Considere una prueba de seis meses con desarrollo estructurado y metas claras. Si no observa una mejora sostenida tras ese periodo, es poco probable que ocurra. Y su transformación no puede esperar indefinidamente.
Lo más difícil no es tomar la decisión, sino reconocer que alguien puede ser técnicamente excelente y, aun así, no ser el líder adecuado para una transformación que depende de las dinámicas humanas.
CONSEJO PRÁCTICO: Aplique la regla de los seis meses. Ofrezca a los líderes un proceso de desarrollo estructurado con indicadores claros y medibles de mejora interpersonal. Evalúe si mejoran las percepciones de sus equipos, si cambian los patrones de resistencia y si la retroalimentación deja de circular por canales informales para expresarse abiertamente.
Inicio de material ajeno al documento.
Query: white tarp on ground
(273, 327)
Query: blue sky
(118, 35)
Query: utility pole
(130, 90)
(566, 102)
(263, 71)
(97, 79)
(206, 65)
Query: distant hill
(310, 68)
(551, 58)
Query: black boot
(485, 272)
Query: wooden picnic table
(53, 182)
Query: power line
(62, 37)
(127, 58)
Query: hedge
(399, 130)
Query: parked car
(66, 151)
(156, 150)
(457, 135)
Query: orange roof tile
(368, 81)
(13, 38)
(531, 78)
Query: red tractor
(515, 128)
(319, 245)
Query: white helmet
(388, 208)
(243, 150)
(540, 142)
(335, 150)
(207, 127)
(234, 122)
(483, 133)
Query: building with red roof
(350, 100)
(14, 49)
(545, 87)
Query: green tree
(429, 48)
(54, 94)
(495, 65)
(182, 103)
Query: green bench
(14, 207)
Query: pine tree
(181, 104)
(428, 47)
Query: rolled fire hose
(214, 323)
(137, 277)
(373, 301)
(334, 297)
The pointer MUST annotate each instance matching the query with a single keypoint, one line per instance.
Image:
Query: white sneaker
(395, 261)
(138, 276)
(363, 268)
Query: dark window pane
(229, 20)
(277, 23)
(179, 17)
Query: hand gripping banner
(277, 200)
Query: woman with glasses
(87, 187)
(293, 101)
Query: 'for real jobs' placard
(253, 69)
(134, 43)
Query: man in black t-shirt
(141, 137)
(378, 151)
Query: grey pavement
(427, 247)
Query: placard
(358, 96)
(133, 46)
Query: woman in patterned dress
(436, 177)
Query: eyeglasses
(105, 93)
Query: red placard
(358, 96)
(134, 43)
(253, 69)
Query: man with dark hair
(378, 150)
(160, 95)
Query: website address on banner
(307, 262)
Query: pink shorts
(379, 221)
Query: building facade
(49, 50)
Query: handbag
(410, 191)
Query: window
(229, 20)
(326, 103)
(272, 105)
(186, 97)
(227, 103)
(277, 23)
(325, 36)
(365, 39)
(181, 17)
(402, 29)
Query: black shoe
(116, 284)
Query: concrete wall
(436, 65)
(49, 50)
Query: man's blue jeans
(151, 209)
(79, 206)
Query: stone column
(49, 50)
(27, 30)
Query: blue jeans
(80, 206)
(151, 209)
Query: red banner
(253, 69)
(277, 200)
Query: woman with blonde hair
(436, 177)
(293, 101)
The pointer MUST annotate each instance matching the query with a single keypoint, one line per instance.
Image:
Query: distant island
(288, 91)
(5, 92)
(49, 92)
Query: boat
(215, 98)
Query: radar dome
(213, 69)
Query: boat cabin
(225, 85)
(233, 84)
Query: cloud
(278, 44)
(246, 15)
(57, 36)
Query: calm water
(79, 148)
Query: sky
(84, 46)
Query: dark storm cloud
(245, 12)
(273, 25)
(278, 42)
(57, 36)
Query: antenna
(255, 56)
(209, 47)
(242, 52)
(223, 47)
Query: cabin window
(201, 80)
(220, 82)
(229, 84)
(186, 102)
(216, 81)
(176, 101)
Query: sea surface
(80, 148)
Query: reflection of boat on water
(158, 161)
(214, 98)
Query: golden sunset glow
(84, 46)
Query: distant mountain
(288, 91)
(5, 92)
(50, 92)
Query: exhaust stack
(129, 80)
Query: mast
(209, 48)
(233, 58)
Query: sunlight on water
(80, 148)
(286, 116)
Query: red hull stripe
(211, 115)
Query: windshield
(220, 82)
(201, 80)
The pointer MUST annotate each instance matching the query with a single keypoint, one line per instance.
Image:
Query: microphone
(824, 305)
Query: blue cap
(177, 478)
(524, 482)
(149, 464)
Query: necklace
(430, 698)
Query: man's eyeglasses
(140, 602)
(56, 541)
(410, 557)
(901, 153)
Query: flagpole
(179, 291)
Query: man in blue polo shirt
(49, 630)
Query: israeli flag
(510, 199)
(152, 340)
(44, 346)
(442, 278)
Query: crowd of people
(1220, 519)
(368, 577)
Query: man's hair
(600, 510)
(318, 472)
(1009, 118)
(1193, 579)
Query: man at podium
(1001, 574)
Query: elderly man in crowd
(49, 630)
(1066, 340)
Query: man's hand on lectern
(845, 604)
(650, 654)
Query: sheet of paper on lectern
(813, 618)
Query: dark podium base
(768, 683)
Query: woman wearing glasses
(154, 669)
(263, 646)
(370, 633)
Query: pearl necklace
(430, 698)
Si no hay avances sostenidos en seis meses, es una señal para hacer un cambio de liderazgo, no para insistir en el mismo enfoque.
La transformación que usted planificó fracasará si quienes la lideran no son capaces de comprender a quienes la viven. No se trata de pesimismo, sino de reconocer los patrones.
La buena noticia es que, una vez que identifica la brecha, tiene opciones: desarrollar la habilidad de forma sistemática, rediseñar la transformación para compensarla o hacer ajustes en el liderazgo alineando las capacidades con las necesidades. Lo que no puede hacer es ignorarla y esperar que la capacidad de entender a las personas aparezca mágicamente cuando la presión aumente. Eso no sucederá.